The attempts to shock or scare people into changing things that may not be to their benefit can be overwhelming.
This is also when the Social Security Cost of Living Adjustment for the next year is announced.
I just looked at the damage.
The Cost of Living Adjustment this year is a paltry 3.2 percent, when my real world cost of living has gone up by at least 10 percent on groceries, and 30 percent on gasoline. Neither of which are included in the official figures.
The premium for Medicare part B has a $10 / month increase. My agent tells me that part G generally goes up 3 to 7 percent yearly. I don’t know what the part D premium increase will be yet. I expect that my COLA will be swallowed up by increased Medicare costs.
A third of my social security income goes right back out to pay for my Medicare. I can’t do anything about it, but at least I have the coverage.
Yesterday I finished wrapping up leaving the promotional project. I believe I have managed to become more philosophic than shocked by the loss.
If you don’t fail, you aren’t trying new things.
This image is a 3D printed electric spinning wheel known as a Nano. It’s a lot of fun, and I have toyed with the notion of taking it to the gym and spin while spinning on the stationary bike.

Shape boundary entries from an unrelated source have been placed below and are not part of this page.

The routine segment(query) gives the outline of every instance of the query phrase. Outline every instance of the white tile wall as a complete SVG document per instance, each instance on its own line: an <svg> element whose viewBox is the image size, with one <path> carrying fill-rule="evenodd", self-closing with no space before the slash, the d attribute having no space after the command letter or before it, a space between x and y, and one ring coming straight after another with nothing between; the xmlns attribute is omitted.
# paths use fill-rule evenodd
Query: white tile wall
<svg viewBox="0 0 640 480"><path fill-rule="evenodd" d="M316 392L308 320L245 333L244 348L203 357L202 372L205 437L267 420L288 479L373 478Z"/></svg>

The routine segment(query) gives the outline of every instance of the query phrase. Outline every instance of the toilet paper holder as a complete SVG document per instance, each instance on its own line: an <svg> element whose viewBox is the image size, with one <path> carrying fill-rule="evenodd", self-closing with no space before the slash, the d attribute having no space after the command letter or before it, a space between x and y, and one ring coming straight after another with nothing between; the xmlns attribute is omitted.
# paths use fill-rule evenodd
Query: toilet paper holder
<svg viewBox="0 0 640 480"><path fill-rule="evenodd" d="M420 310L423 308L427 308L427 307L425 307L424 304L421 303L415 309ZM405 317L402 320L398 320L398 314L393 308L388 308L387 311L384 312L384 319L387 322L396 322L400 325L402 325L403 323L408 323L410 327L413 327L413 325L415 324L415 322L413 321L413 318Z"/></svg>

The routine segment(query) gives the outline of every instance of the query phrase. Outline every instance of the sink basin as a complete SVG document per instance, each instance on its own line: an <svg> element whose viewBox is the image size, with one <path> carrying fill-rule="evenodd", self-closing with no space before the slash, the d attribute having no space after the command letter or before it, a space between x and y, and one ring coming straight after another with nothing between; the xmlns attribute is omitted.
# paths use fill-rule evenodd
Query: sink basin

I think that would be a cute video. Not today, however. Rahn is having a lot of back pain yesterday and today. I was hoping we could go to the gym today, but he is not feeling up to a ride in the truck.
I have an appointment today and some errands. I’m planning on sitting down at my large spinning wheel when I get home and work on spinning flax.
My Jensen spinning wheel was built for me thirty years ago by a skilled wheelwright in Wisconsin. I have spun miles and miles and miles of yarn with it.
This pile of yarn was spun on my Jensen wheel and is about two sheep’ worth of wool.